Après une première journée de mobilisation sociale relativement réussie, les syndicats de salariés avaient appelé à une nouvelle journée de grèves et de manifestations hier.

Si ce second appel à la mobilisation n’a pas rencontré le même succès que le premier, Matignon n’apparaît pourtant en position d’en tirer réellement profit.
Un essoufflement de la mobilisation sociale
La journée de mobilisation intersyndicale du jeudi 2 octobre 2025 a connu une participation significativement plus faible que celle du 18 septembre. Les chiffres communiqués par les autorités et les organisations syndicales, ainsi que le suivi des grèves dans les secteurs clés, témoignent d’un essoufflement du mouvement.
Selon le ministère de l’Intérieur, 195 000 personnes ont manifesté dans toute la France le 2 octobre. La CGT a de son côté annoncé 600 000 manifestants. Ces chiffres sont en net recul par rapport à la journée du 18 septembre, où la même source policière avait recensé un peu plus de 500 000 manifestants, tandis que la CGT en revendiquait plus d’un million. À Paris, la préfecture de police a comptabilisé 24 000 participants le 2 octobre, soit moins de la moitié des 55 000 manifestants recensés le 18 septembre. Le taux de grévistes a également marqué une baisse sensible. Dans l’Éducation nationale, le ministère a fait état de 6 % d’enseignants grévistes dans le primaire et le secondaire, contre 17 % lors de la précédente journée d’action. Les perturbations dans les transports en commun, notamment à la RATP et à la SNCF, ont été nettement moins importantes que le 18 septembre, où le trafic avait été affecté.
La mobilisation du 18 septembre avait été qualifiée de “grande réussite” par les syndicats, constituant la plus forte participation à un mouvement social depuis la réforme des retraites de 2023. Les appels à une mobilisation “encore plus nombreuse” pour la journée du 2 octobre, afin de faire pression sur le gouvernement, n’ont donc pas été suivis d’une amplification du mouvement.

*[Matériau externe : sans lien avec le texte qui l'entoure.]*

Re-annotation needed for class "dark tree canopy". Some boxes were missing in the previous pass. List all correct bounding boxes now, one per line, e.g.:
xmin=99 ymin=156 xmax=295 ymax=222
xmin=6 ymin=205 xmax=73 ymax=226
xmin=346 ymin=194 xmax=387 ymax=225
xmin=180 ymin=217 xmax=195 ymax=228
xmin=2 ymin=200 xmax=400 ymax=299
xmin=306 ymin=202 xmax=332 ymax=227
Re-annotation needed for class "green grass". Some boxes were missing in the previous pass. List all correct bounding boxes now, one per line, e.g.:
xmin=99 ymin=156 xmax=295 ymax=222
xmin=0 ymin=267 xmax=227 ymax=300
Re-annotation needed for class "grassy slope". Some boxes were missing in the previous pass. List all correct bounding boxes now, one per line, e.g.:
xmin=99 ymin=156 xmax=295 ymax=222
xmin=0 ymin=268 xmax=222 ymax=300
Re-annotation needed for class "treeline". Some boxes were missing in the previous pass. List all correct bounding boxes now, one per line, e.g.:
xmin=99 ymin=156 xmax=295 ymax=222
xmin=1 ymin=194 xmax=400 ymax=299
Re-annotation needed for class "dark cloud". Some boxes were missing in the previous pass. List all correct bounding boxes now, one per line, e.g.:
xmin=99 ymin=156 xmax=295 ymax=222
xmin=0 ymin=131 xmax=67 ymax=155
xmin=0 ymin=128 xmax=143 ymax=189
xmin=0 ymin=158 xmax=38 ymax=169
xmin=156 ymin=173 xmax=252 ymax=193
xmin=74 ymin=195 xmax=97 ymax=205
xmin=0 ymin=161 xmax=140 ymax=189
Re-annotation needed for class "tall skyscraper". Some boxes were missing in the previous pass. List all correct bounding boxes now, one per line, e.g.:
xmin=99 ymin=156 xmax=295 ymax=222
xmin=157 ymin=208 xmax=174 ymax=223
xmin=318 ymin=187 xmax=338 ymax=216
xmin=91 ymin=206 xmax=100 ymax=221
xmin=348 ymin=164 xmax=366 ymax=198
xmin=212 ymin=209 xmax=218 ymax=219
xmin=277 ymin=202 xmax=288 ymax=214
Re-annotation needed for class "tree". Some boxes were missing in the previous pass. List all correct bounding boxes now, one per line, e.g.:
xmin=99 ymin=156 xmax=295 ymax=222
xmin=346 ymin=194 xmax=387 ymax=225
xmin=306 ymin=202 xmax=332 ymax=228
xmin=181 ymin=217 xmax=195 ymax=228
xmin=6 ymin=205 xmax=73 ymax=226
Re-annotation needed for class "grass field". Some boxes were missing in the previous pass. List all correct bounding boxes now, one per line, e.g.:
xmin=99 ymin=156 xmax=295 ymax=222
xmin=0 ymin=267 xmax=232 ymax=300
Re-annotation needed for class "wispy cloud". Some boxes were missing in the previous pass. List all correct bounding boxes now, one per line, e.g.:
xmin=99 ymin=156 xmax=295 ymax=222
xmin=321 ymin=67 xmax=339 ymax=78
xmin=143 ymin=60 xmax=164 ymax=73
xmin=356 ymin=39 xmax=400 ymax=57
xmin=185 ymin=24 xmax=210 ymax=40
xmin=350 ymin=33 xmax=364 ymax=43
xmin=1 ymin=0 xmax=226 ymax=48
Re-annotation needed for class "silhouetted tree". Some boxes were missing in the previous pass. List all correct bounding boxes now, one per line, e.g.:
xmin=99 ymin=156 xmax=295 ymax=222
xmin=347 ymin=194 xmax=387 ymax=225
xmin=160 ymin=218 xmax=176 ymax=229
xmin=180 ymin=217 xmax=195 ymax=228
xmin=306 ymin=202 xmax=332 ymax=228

Sébastien Lecornu toujours dans l’ornière
Constatant cet étiolement de la mobilisation, le Premier ministre Sébastien Lecornu s’en est, certes, très probablement félicité. L’essoufflement de la contestation de rue lui offre en effet un répit sur ce front potentiellement inflammable, tout en affaiblissant le front commun de ses opposants syndicaux. Il pourrait alors tenter d’en profiter pour mieux se concentrer sur les négociations parlementaires. Dans ce domaine, il insistera sans doute sur le constat de l’affaiblissement de la contestation sociale pour rechercher une dissociation entre opposition syndicale et opposition parlementaire à son action et, par là même, légitimer la recherche d’une solution parlementaire destinée à éviter la paralysie du pays. En affirmant, ce matin, sa volonté de ne pas recourir au 49.3 afin d’obtenir la validation de ses projets de budget, le Premier ministre a d’ailleurs donné des gages aux oppositions quant au fait qu’il s’inscrit dans une démarche de compromis politique.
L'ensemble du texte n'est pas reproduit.